Enfin, pouvez-vous décrire votre
rapport à ce pays: vous en êtes devenu un expert reconnu mais les
choses se sont mal passées, vous n’y êtes plus le bienvenu et vous avez
dû quitter El País en 2014, où travailliez depuis plus de trente années, en raison de pressions jugées insupportables par sa direction…
Début février 2014, la direction d’El País m’a
donné 72 heures pour que je laisse tomber la couverture du Maghreb et
que je rejoigne l’équipe des grands reporters du journal du dimanche. Je
travaillais au journal depuis plus de 30 ans et cela faisait 15 ans que
le m’occupais du Maghreb. Ma couverture de la région, excusez-moi
d’être un peu prétentieux, était jalonnée de scoops et jouissait d’une
bonne réputation au-delà des frontières de mon pays. J’ai répondu à la
direction en lui demandant de sauver un peu les apparences. Le
gouvernement du Maroc venait alors de me dénoncer auprès du procureur de
l’Etat en Espagne pour, tenez-vous bien, apologie du terrorisme car
j’avais placé et analysé sur mon blog à El País la première
vidéo sur le Maroc de la branche maghrébine d’Al-Qaïda. J’étais prêt à
changer d’affectation sans rouspéter quand la dénonciation marocaine
serait classée sans suite par le procureur. Cela s’est produit en juin
2014 car le droit procédural espagnol oblige le procureur à classer ou à
poursuivre dans un délai maximal de six mois. La direction du journal a
refusé, argumentant que l’équipe du dimanche avait un besoin urgent de
mes services. Je n’ai pas accepté et j’ai quitté le journal. Je sais
maintenant que ce qui a fait déborder le vase de la patience marocaine à
mon égard c’est la publication de deux articles, en 2013, un sur les
interminables vacances du roi – que la direction n’avait publié que sur
le site et non pas sur papier – et l’autre attribuant au palais la
responsabilité de la grâce royale octroyée par Mohamed VI au pédophile
espagnol Daniel Galván condamné à 30 ans au Maroc. Les autorités
marocaines ont, à ce que je sais, alors redoublé d’efforts auprès de
leurs interlocuteurs espagnols pour les convaincre d’insister auprès du
groupe de presse Prisa, qui publie El País, de se passer de mes
services. Ce fut chose faite en avril 2014. L’histoire ne s’est pas
arrêtée là. Les avocats du Maroc n’ont pas lâché prise pendant des
années. J’ai eu aussi quelques mésaventures sur les réseaux sociaux,
dans un restaurant, toutes dénoncées auprès de la police espagnole, et
finalement les choses se sont calmées. Des institutions proches du
ministère des Affaires étrangères espagnol m’ont depuis fermé leurs
portes. Elles doivent considérer que ma présence à certains de leurs
débats ou conférences risque d’incommoder les participants marocains.

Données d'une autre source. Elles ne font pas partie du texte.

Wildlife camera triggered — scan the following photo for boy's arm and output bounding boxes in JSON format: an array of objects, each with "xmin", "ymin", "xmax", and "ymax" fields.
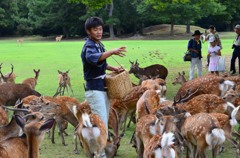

C’est quand même paradoxal que, à quelques jours d’intervalle à la fin
de l’hiver dernier, je donne une conférence à l’Ecole normale supérieure
de Paris et que le Real Instituto Elcano, le plus important
«think-tank» espagnol, organise un séminaire sur le Maroc sans même
m’inviter dans le public.
Propos recueillis le 3 août 2018 par BAUDOUIN LOOS
*Un esprit libre
Ignacio Cembrero est né en 1955. Il
passe son adolescence à Bruxelles avant d’aller à Paris pour faire
Science-Po et des études de journalisme, entre autres. Il a travaillé
pendant plus de trente ans à El País, le plus grand quotidien
espagnol, pour qui il a été correspondant au Moyen-Orient et à
Bruxelles. De 1999 à 2014, il y couvre surtout le Maroc dont il devient
“le” spécialiste. Parti en 2014 après une crise avec son éditeur créée
par le Maroc, il collabore brièvement avec El Mundo. Il écrit actuellement surtout pour El Confidencial, sorte de Mediapart espagnol. Il a écrit plusieurs essais, donne des conférences et participe à des débats télévisés.